Terraform will perform the actions described above.
Only 'yes' will be accepted to approve.
Enter a value: yes
Apply complete! Resources: 44 added, 0 changed, 0 destroyed.
Outputs:
instructions = <<EOT
To access the application, open: http://34.123.123.123/
EOT
Now the setup should be activate and serving on the load balancer IP address:
We can now test the failover by either stopping the Nginx container or more easily by just terminating the current instance:
In a minute or two, the disk should have failed over to the other zone and the instance in the other zone should be running. We can check the load balancer status to see that the backends were updated and that the application is again serving traffic:
Conclusion
While there are many fine options for doing high availability (and not of all of them cloud specific), this method achieves a relatively application independent way of providing high availability.
However, it may not be the best option in all cases, especially with more complex application. You could also consider solutions like:
- Pacemaker (open source cluster manager)
- Using managed services (Cloud Functions, GKE, etc.)
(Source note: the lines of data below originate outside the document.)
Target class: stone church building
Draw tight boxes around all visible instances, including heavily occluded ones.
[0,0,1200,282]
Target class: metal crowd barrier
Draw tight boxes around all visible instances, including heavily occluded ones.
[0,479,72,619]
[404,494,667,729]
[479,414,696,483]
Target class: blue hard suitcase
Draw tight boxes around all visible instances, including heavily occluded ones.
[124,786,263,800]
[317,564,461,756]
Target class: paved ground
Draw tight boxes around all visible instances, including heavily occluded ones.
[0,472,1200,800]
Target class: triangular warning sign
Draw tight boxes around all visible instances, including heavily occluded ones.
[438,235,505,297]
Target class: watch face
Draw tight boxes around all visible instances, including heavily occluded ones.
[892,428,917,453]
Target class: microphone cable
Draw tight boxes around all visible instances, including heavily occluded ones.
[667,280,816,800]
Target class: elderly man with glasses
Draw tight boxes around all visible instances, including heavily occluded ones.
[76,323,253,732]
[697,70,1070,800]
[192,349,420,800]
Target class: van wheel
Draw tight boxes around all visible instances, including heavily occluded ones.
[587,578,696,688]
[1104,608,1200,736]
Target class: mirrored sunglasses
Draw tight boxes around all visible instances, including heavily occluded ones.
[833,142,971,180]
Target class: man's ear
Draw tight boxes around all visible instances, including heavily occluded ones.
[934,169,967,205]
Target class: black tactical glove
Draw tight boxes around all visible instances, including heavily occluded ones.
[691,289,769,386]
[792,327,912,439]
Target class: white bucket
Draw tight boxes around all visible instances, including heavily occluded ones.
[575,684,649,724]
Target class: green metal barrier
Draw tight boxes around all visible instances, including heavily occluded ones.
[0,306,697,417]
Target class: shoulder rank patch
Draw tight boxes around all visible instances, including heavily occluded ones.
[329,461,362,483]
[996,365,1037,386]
- Running in regional managed instance groups and replicating data via Cloud Storage or filer, application-level replication mechanisms or database clustering services
One other thing to keep in mind is that force-attaching a disk to another instance is a disruptive operation from I/O perspective and requires the filesystem to support journaling correctly (there is always a non-zero chance of filesystem issues due to possibly lurking bugs). In the example, we’ve added automatic snapshotting of the disk to reduce the chance of data loss.
Also, if you run terraform apply
again, Terraform will want to switch the disk back to the primary instance and change the backend to primary UMIG. Before performing further Terraform configuration changes, you should make sure the application is being served from the primary VM (or augment the modules to have ignore_changes
for certain fields).
Finally, zonal outages may not be as clear as a complete outage. You can also fail over the application manually by posting a message containing just {}
to the Pub/Sub topic.